His malign work is done. Maybe he will get a Presidential pardon.
I mentioned yesterday that the three main candidates scores were converging on Betfair and that the trend would continue if a poll finally showed Fillon ahead of Macron.
And then we had on with Elabe's poll yesterday:
- with Bayrou: Le Pen 27(+2) Fillon 20 (+3) Macron 17 (-5) Mélenchon 12(=) Hamon 12(-3) Bayrou 6, others 6
- without Bayrou: Le Pen 28 (+2) Fillon 21 (+3) Macron 18.5 (-5) Mélenchon 13 (=) Hamon 13 (-2) Others 6.5
The two daily Rolling polls (Ifop and Opinion way) have Macron and Fillon tied (both at 21 for Opinonway, 19 for Ifop)
The impact on Betfair was clear with fillon going from 3rd to 1st at 3.05, Macron easing at 3.35 and and Le Pen at 3.5.
It seems pretty accurate as none of the favorites is clearly leading
- Fillon has a solid base but is still quite far below Le Pen. His first job (close the gap with Macron) is done but now he has to create a gap of his own (only Elabe has him 3 points ahead) to change the narrative. Fueled by media adoration for Macron, the polls still show that people think of Macron as the most likely winner, even as he is losing ground.

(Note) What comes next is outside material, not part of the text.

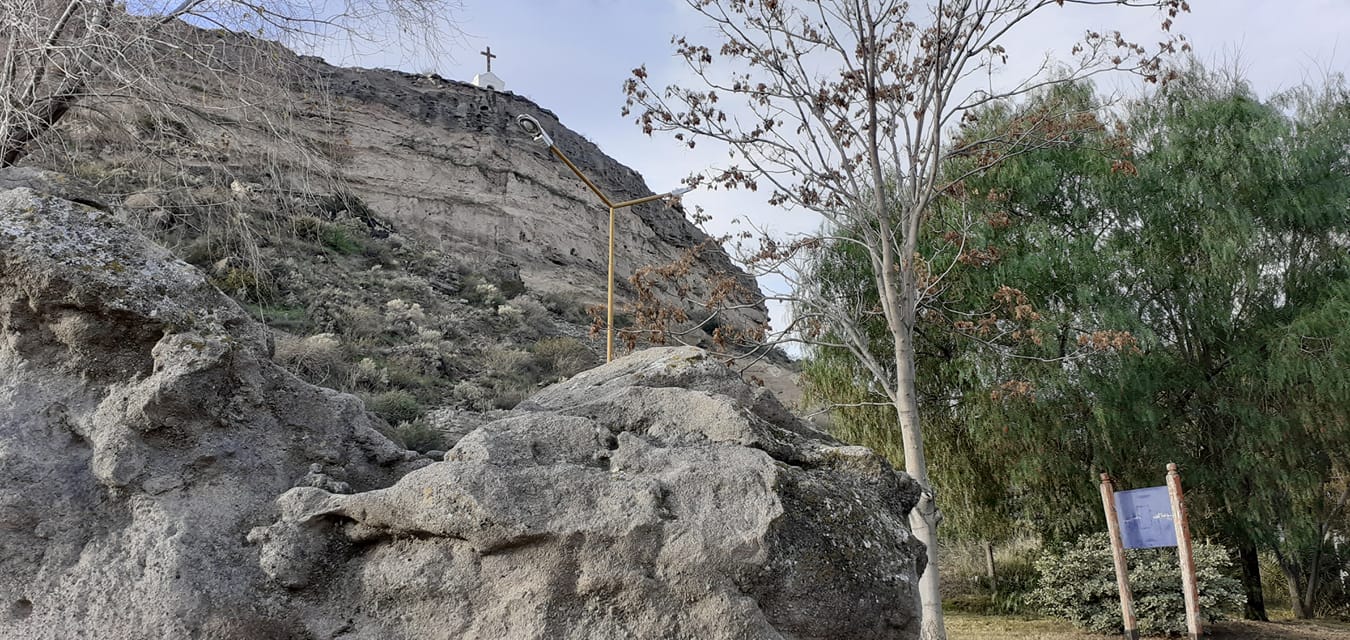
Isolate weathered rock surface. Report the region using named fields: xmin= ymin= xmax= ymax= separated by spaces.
xmin=0 ymin=182 xmax=923 ymax=640
xmin=0 ymin=182 xmax=425 ymax=640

- Macron would be weakened if Bayrou enters the race (he should make an announcement on Wednesday) and is now on a downward trend. He has to stop it quickly and for that he has to start talking about his precise views on all subjects and stop the televangelist fudge (in his Toulon meeting lastweek he informed his fans that "I understand you and I love you all"). The problem is that he will have to make choices and thus energize some supporters but disappoint others. he is currently the only candidate refusing tv debates and I think that it's a mistake.

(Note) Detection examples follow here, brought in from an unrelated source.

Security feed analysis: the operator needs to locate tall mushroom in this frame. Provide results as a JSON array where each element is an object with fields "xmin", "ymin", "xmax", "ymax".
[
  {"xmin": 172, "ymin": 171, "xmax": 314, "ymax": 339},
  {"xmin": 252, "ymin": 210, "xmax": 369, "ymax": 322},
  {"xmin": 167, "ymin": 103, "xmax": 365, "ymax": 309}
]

- Le Pen is still on course for a very high first round result, and her second round numbers are trending up. She is nevertheless at least 12 points behind and has still a mountain to climb to win. The difficulty for her is to continue to energize her supporters with the growing prospect of victory, while avoiding to boost the turnout of opponents.

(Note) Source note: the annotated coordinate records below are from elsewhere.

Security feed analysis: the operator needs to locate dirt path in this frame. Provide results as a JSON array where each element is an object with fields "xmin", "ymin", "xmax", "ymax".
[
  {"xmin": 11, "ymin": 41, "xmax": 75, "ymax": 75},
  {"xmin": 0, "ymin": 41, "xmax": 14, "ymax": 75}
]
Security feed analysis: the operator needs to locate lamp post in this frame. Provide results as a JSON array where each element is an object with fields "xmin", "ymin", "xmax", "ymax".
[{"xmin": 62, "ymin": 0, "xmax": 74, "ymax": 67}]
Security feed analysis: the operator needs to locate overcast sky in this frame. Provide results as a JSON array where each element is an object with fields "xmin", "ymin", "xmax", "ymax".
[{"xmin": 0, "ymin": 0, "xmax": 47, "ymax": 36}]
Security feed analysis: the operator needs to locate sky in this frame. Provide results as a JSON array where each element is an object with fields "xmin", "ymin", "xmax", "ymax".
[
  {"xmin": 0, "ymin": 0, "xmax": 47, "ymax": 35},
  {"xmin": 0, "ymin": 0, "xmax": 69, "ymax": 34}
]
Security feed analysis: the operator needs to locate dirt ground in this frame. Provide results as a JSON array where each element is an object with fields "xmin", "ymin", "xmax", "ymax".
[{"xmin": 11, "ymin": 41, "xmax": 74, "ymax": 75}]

The debates could seal the deal but she could also be challenged by strong debaters such as Mélenchon or Fillon.
One major problem for her is that she cannot attack Fillon on his parliamentary expenses issues because she has the exact same problem (and the judicial process is actually much clearer and further advanced - a thing that inexplicably the Fillon-hating press in France does not point out...)
https://www.theguardian.com/uk-news/2017/feb/21/losing-banking-jobs-to-eu-threatens-financial-stability-across-europe
Note this bit:
[Sir Howard Davies, the chairman of Royal Bank of Scotland and a former deputy governor of the Bank of England] , who spends part of his time as a professor at the Sciences Po university in Paris, said: “There clearly is a risk of a disorderly Brexit if it becomes politically very unpleasant. I’m slightly anxious about the fact that what I hear when I go over to the other side of the Channel is all they are focusing on is the size of the [settlement] bill and that seems to me not particularly well understood in the debate here."
That's exactly the same point which I made here earlier today.
They are trialling something like the Oyster on Manchester's Metro.